Finnen schicken Kanadier nach Hause

A-WM

Finnen schicken Kanadier nach Hause

Halbfinale: Russland-Schweden, Tschechien-Finnland.

Das russische Eishockey-Starensemble ist bei der WM in Minsk weiter nicht zu stoppen. Am Donnerstag vermieden Alexander Owetschkin und Co. ein frühes Viertelfinal-Aus wie heuer bei den Olympischen Spielen in Sotschi und der WM 2013 in Helsinki und zogen mit einem 3:0-Erfolg über Favoritenschreck Frankreich locker ins Halbfinale ein. Dort steht auch Tschechien nach einem 4:3-Sieg gegen die USA.

Im Halbfinale trifft Schweden am Samstag auf Russland. Finnland gewann gegen Olympiasieger Kanada 3:2 und bekommt es nun mit Tschechien zu tun.

Somit sind bei der WM nur noch europäische Länder vertreten, die Vertreter Nordamerikas mussten dagegen die Segel streichen.

Mit Geoff Platt wäre allerdings beinahe ein gebürtiger Kanadier zum Matchwinner für Weißrussland avanciert. Dem Center von Lokomotive Jaroslawl gelang in der 26. Minute erst der Ausgleich für den Gastgeber, der wie immer vom Heimpublikum in Minsk frenetisch angefeuert wurde, dann fälschte Alexej Jefimenko seinen Schuss unhaltbar ab (35.) - die 2:1-Führung für Weißrussland, die allerdings nur drei Minuten später wieder dahin war.


Im Schlussabschnitt wurde Ekholm bei den Schweden vom Buhmann zum umjubelten Held: Erst behinderte er Alexej Kaljuschni auf seinem Weg zum Tor und verursachte einen Penalty. Kaljuschni vergab die Möglichkeit jedoch. Kurz darauf traf der Abwehrspieler von den Nashville Predators zum 3:2-Endstand (54.). Viel hat Weißrussland nicht gefehlt, um erstmals bei einer WM unter die besten vier zu kommen.
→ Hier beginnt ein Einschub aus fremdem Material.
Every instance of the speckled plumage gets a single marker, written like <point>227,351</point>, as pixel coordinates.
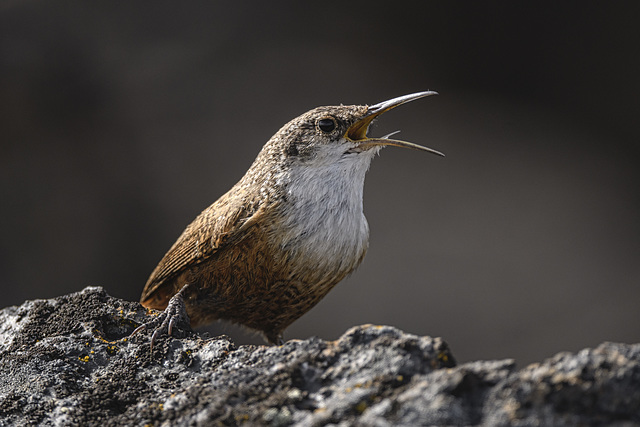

Auch Finnland stellte in seinem Viertelfinale gegen Kanada die Weichen erst sehr spät auf Sieg. Iiro Pakarinen erzielte in der 57. Minute den entscheidenden Treffer für seine Mannschaft. Die 2:1-Führung der Kanadier in der Tschischowka-Arena hatte Juuso Hietanen (41.) zu Beginn des Schlussdrittels ausgeglichen, nachdem Olli Palola den Olympia-Dritten (7.) in Führung gebracht hatte. Für Kanada waren Kyle Turris (26.) und Mark Scheifele (33.) erfolgreich.

Revanche für Vorjahr
Im Vorjahr hatte Frankreich in der Gruppenphase einen sensationellen 2:1-Erfolg über die Russen gefeiert. Heuer drosch Artjom Anissimow den Puck vor 14.011 Zuschauern in der Minsk-Arena schon nach vier Minuten zur Führung für den Favoriten ins Netz. NHL-Star Jewgeni Malkin (21.) mit seinem ersten Treffer in seiner zweiten WM-Partie in Weißrussland und Alexander Kutusow (48.) erzielten die weiteren Tore für die Russen, bei denen auch der zuletzt angeschlagen gewesene Superstar Owetschkin wieder dabei war.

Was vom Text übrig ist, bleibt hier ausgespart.